第3回 ユニット製品が手に入らない

なかでも特に頭を悩ませているのが、ユニットバス、トイレ、洗面化粧台、給湯器といった、いわゆるユニット製品の入手難です。

 

これらの製品は、メーカーの工場でさまざまな部材や電子部品を組み合わせて作られています。その部品の一つでも欠ければ、製品として完成しません。たとえば小さな樹脂部品がそろわないだけで、納期が数カ月単位でずれることが起きているといいます。同じ機種でも、グレードや色によって入荷の見通しが違うこともあり、選定の段階で何度もすり合わせが必要になってきました。
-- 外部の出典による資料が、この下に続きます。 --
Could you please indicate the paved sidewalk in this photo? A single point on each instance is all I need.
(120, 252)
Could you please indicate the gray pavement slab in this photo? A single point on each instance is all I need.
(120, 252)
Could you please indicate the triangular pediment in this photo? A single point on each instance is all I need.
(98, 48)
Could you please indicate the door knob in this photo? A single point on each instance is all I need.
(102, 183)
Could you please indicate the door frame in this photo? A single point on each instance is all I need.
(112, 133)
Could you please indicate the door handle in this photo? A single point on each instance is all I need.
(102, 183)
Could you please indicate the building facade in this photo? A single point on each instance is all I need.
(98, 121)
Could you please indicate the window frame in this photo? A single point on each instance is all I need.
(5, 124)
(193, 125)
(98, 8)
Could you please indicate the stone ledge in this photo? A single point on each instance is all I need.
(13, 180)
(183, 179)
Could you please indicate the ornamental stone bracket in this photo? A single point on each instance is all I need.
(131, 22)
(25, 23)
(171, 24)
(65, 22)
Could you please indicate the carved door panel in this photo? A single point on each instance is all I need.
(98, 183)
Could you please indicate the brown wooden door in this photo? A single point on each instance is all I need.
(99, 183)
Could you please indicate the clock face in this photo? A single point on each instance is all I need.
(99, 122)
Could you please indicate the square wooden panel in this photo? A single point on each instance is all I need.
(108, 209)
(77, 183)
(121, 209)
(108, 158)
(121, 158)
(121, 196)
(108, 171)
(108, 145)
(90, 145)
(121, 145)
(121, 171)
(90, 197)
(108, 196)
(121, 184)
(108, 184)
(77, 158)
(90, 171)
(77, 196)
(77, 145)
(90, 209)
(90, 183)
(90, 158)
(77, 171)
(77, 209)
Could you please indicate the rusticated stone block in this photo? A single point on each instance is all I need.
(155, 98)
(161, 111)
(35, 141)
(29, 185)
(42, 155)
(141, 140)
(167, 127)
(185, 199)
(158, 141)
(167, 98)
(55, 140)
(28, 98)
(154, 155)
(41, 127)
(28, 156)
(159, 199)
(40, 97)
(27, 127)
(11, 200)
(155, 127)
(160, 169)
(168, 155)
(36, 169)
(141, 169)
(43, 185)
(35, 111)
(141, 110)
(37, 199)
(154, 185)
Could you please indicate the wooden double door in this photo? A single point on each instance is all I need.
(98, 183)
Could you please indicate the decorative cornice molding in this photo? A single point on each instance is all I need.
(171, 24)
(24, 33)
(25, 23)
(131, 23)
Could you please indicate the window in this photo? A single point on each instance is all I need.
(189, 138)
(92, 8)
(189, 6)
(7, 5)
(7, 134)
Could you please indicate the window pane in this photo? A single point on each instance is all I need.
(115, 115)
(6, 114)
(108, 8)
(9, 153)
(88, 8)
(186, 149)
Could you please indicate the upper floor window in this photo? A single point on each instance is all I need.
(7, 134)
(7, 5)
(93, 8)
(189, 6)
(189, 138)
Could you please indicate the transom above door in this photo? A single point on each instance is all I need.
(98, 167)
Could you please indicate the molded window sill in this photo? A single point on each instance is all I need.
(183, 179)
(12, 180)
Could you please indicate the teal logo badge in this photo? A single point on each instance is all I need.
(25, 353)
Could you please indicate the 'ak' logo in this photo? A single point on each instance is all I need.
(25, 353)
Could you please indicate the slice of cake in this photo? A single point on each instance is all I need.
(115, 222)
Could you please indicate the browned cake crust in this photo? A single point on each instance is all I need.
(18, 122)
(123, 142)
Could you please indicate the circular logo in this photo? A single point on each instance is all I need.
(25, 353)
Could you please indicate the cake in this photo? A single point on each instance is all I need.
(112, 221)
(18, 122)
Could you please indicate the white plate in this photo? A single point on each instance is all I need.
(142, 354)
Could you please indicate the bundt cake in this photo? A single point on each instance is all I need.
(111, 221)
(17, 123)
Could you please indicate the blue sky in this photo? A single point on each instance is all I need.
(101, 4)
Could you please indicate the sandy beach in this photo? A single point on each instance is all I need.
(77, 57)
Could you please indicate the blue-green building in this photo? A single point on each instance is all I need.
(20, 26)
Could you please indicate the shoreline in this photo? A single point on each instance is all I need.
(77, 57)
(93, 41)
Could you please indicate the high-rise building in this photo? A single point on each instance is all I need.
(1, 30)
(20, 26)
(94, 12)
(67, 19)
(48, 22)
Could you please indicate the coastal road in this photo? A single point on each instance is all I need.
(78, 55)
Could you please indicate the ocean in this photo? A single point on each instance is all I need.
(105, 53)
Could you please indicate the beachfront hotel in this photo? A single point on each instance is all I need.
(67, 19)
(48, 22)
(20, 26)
住まいの中では、ユニット製品が入らないと工事の最終段階に進めません。床や壁の仕上げを残したまま、製品の到着を待つ。そうした「待ち時間」が、現場のあちこちで生まれてきています。

 

私たちとしては、できるだけ早い段階で発注し、複数のメーカーから情報を集め、必要に応じて代替の機種をご提案するなど、納期の見通しを立てるようにしていましたが、それも今は難しくなってきています。現状では、発注はできても、正確な納期がわからない状態で、工事に影響をきたしています。

 

お客さまには、ご希望の機種をすぐにご用意できない場面もあるかもしれません。その背景にあるものを、まずは現場の実情としてお伝えしておきたいと思います。